Containers come to Windows with new Windows Server 2016 beta
The third technical preview of Windows Server 2016 has been rolled out by Microsoft to beta testers. A second technology that increases security by wrapping containers in Hyper-V virtual machines will also be available in Windows Server 2016, but we won’t get a look at that until a future preview. They work with Microsoft’s Windows Server Technical Previews, which are the precursors to Microsoft’s emerging Windows Server 2016 product. The end goal is to give developers and IT ops a single interface to deploy and manage applications in Docker containers across infrastructure that consists of both Linux and Windows servers. The two flavours are Windows Server Containers and Hyper-V Containers.

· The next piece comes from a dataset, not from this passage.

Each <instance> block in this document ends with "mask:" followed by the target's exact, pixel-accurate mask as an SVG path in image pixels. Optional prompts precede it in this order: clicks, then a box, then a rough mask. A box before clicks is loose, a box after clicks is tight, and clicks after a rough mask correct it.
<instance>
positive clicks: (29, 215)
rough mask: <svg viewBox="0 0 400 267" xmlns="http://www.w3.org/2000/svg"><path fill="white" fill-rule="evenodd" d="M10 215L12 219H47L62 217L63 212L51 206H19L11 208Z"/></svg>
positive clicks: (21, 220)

Of course, while system-level virtualization has been a tremendous win in terms of letting organizations consolidate hardware usage, optimize management, and decrease operational costs, the reality is that isolating applications into their own, discrete, copies of an entire ecosystem (i.e., an operating system) comes with some overhead.
“To bring the power of containers to all developers, last October we announced plans to implement container technology in Windows Server”.
Microsoft Azure already added support for running Docker containers on Linux servers within the cloud platform.
Microsoft also published the release notes of Windows Server Technical Preview 3, which includes Windows Server Containers which are an isolated, resource-controlled, and portable operating environment. “Through this release, millions of Windows developers will be able to experience the benefits of containers for the first time using the languages of their choice – whether.NET, ASP.NET, and PowerShell or Python, Ruby on Rails, Java and many others”. See Microsoft, Docker Intensify Container Collaboration.
Microsoft has released the latest preview version of the upcoming Windows Server 2016. Universal Apps have to be built from scratch or ported from existing software and since launching the Universal Windows Platform with Windows 8 Microsoft has struggled to attract the most in-demand apps to the Windows Store. A Docker client that ran on Windows computers came out in April.
Preliminary support for building and deploying to containers in Azure is also now available for Visual Studio and Visual Studio Online.
Today’s preview also includes updates to the Nano Server deployment mode, enabling Nano Server to be deployed on both a physical host and on a virtual machine.